Premier raid aérien historique de l'aviation américaine sur le
Japon. 16 bombardiers moyen B-25 Mitchell du 17e Bomb Group de la 8e
US Air Force, aux ordres du lieutenant-colonel James
Doolittle,
décollent du porte-avions Hornet à 1200 km de Tokyo.
Le Hornet et son escorte, formant le Task Group 16.2 (TG16.2) constitué
des croiseurs Vincennes et Nashville et de 11 destroyers, ont appareillé
le 2 avril de San Francisco, sur la côte ouest des États-Unis.
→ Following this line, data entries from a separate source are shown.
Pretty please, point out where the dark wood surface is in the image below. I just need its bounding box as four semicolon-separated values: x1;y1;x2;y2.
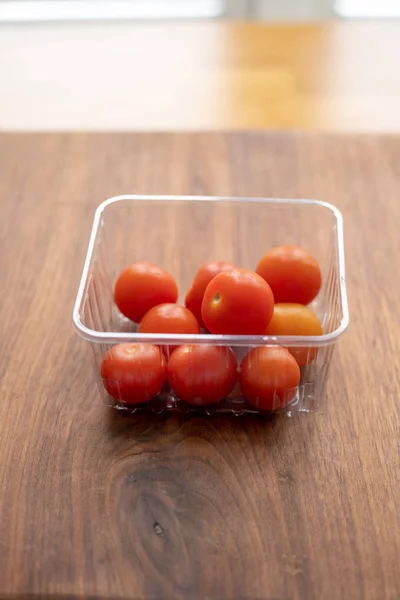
0;133;400;600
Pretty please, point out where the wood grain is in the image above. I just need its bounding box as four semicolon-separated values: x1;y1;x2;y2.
0;21;400;132
0;133;400;600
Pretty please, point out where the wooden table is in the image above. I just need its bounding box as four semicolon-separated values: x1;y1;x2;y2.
0;23;400;132
0;133;400;600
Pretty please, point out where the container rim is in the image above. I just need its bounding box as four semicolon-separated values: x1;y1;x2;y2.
72;194;350;347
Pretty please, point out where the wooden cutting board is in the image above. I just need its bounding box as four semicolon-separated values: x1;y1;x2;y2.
0;133;400;600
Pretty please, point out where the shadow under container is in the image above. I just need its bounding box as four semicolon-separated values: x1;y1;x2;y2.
73;195;349;415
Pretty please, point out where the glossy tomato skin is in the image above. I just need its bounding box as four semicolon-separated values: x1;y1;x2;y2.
239;346;300;411
114;262;178;323
265;303;323;367
201;269;274;335
139;303;200;334
185;260;236;327
167;344;237;406
256;246;322;304
101;344;167;404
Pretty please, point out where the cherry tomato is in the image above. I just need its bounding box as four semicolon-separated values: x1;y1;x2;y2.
185;260;236;326
239;346;300;410
265;304;323;367
167;344;237;406
201;269;274;335
101;344;167;404
256;246;322;304
114;263;178;323
139;304;200;333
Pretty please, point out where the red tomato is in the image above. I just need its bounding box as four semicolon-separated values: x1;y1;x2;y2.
185;260;236;326
167;344;237;406
201;269;274;335
101;344;167;404
256;246;322;304
239;346;300;410
265;304;323;367
114;263;178;323
139;304;200;333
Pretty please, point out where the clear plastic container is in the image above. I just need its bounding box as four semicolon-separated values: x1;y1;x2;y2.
73;196;349;415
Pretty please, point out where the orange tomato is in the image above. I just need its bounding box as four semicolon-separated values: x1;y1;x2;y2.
265;304;323;367
256;246;322;304
185;260;235;326
201;269;274;335
114;263;178;323
239;346;300;411
167;344;237;406
101;344;167;404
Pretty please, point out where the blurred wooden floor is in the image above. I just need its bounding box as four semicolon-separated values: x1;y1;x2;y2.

L'Enterprise et son escorte, constituant le Task Group 16.1 (TG16.1),
parti le 7 avril de Pearl Harbor et chargé de la couverture aérienne,
rejoint le Hornet le 12 avril au large des côtes du Japon.
Le 18 avril, le premier B-25 décolle du pont du Hornet à 8 h 20. Les 16
bombardiers arrivent sur leur objectif à 12 h 15. Ils larguent une
quarantaine de bombes qui égratignent les localités de Tokyo, Yokohama,
Kobe, Nagoya et Yokosuka, puis continuent leur vol en direction de la
Chine.
Mais la situation météorologique défavorable obligera les équipages à
atterrir un peu n'importe où et n'importe comment, dans des conditions
épouvantables, ou à sauter en parachute.
Un B-25 se pose en Union Soviétique, dans la région de Vladivostok, et
son équipage sera interné jusqu'au 23 mai 1943.
3 B-25 se posent en catastrophe. A cours de carburant, les 12 autres
équipages se voient contraint de sauter en parachute. Un d'entre-eux
tombe entre les mains des Japonais dans la région de Nanning. Au terme
d'une parodie de procès, le pilote et le copilote seront fusillés le 18
juin, et le reste de l'équipage libéré en août 1945.
La
Task Force 16 fait demi-tour et repart sans être inquiétés.
Le raid aérien, au point de vue stratégique, n'a causé que des dommages
dérisoires et insignifiants. En revanche, au point de vue psychologique,
tant du côté américain que japonais, il a eu un effet considérable.
L'invulnérabilité du Japon venait de voler en éclats.